Love in a Cold Climate

Borrowed from Nancy Mitford, the most French of twentieth-century English novelists, this title sums up perfectly the sometimes surprising links that have always existed between the two Channel countries. From the invasion of England by William the Conqueror to the battlefields of two World Wars, the history of the relations between the two nations is better seen as one of brotherhood rather than mere neighborliness.
Shot through with periods of violence, admiration, exasperation and reciprocal influence, this long history has rarely been assessed in terms of artistic relations. French ignorance of British art is often taken for granted, and Turner aside, English artists with a reputation in France are few and far between. Yet when we pause to examine the place of British art in French collections, the affection of our compatriots for the painting of Reynolds, Lawrence, and Constable, and for Bonington's watercolors, Wedgwood's ceramics and Romney's drawings points to something much more than mere exceptions that prove the rule.
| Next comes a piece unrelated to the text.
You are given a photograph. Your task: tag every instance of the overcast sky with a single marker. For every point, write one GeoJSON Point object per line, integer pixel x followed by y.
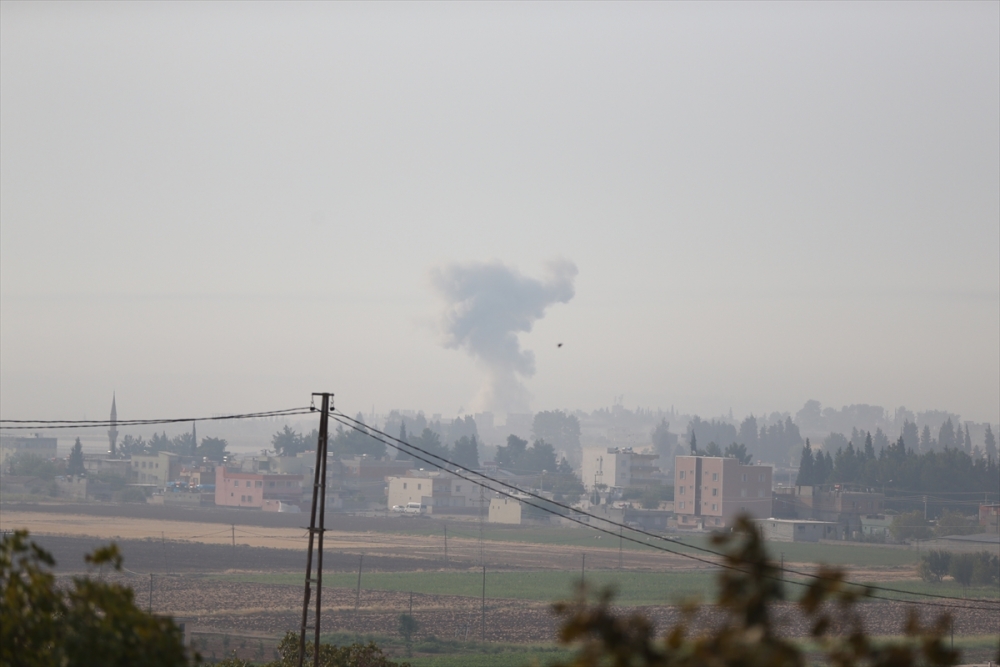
{"type": "Point", "coordinates": [226, 206]}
Since the mid-eighteenth century there has been in France a fascination, sometimes acknowledged but often veiled, with British art. It permeates the arts here. The painter Jacques Louis David—to take just one of our great national figures—drew all kinds of inspiration from across the Channel. And to write a history of French Neoclassicism without acknowledging its debt to earlier English innovations would be no easy matter—just as it would seem impossible to explain the Barbizon School without John Constable.
This fascination is reflected in the impressive number of works in French collections. True, there can be no comparison with the quantity of Italian and Dutch art, but the British category—at once so often disavowed and so often brought back into the foreground—would seem to have had very many admirers.
In the eighteenth century Sir Joshua Reynolds was already being collected by Frenchmen like Harenc de Presles, Maréchal de Broglie and the Duc d’Orléans; Paris collectors subsequently developed a passion for John Constable that preceded acclaim in his homeland; and later still came the influence of the second generation of Pre-Raphaelites, and of William Morris and Romney, all of them to be found today in extensive collections still awaiting comprehensive study. Indications of this ongoing interest are to be found in the Louvre, the Musée d'Orsay, the Musée Condé in Chantilly, the Musée Jacquemart-André in Paris, and the Musée Bonnat in Bayonne, as well as in museums in Dijon, Rouen, Bordeaux, and elsewhere.
The database is the first attempt to provide a more accurate overview of this oft-concealed passion.